My first question would be, what does you task plan with doing with the data in the table? Preloading a complete table into memory is not always the best approach, for instance keeping your current setup but loading on demand might be a better solution. And you might want to investigate flushing data that isn't used for a while, i.e. a kind of recently used map.
Could you elaborate what your task tries to achieve with all that data cached in a map?
Is the "victim" identification part of the key or part of the object? If part of the object, how do you select the keys that select the objects that you need? In other words; it sounds like you try to reproduce functionality that the database is very good at.
If your problem is that your table contents does not map easily on a tree-like structure, you could add that information in a way that is useable through the DB interface.
If your data loading process can support it then it isn't too difficult to implement something like String.intern() without the GC permgen side effects.
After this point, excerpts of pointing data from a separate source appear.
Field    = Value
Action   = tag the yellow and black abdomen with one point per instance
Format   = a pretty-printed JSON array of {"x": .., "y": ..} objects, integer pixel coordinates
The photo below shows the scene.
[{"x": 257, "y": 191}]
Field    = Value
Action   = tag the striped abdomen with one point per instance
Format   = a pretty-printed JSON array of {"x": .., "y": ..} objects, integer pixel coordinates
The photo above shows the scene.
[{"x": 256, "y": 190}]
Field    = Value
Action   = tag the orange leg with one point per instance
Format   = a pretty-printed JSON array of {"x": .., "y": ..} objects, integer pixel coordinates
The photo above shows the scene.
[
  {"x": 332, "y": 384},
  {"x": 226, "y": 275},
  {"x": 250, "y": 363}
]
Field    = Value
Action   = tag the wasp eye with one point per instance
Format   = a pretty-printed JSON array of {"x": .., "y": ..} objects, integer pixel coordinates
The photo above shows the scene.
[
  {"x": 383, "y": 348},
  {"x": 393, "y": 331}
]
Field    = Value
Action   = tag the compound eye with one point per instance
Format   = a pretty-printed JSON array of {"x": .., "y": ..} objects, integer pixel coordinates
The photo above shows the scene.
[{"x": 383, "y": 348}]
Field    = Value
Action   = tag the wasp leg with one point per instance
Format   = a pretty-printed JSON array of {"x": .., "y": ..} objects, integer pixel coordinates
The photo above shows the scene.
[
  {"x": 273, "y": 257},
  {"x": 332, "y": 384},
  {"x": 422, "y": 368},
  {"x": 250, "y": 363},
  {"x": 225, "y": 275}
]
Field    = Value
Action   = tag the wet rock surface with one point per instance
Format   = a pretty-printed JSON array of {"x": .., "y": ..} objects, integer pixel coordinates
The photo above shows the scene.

For any hashable data element, you can simply have a Map<T,T> to look-up preexisting instances. So for String:
Map<String,String> stringCache = new HashMap<String,String>();
...
String sharedValue = stringCache.get(loadedValue);
The process that loads the data from wherever will still be creating temporary strings but these will be rapidly GC'ed. Without knowing more about the specifics of where the data is coming from, it's difficult to comment on whether those temporary objects are necessary... though I have trouble seeing a way around it. They would be reclaimed rapidly during the load process anyway.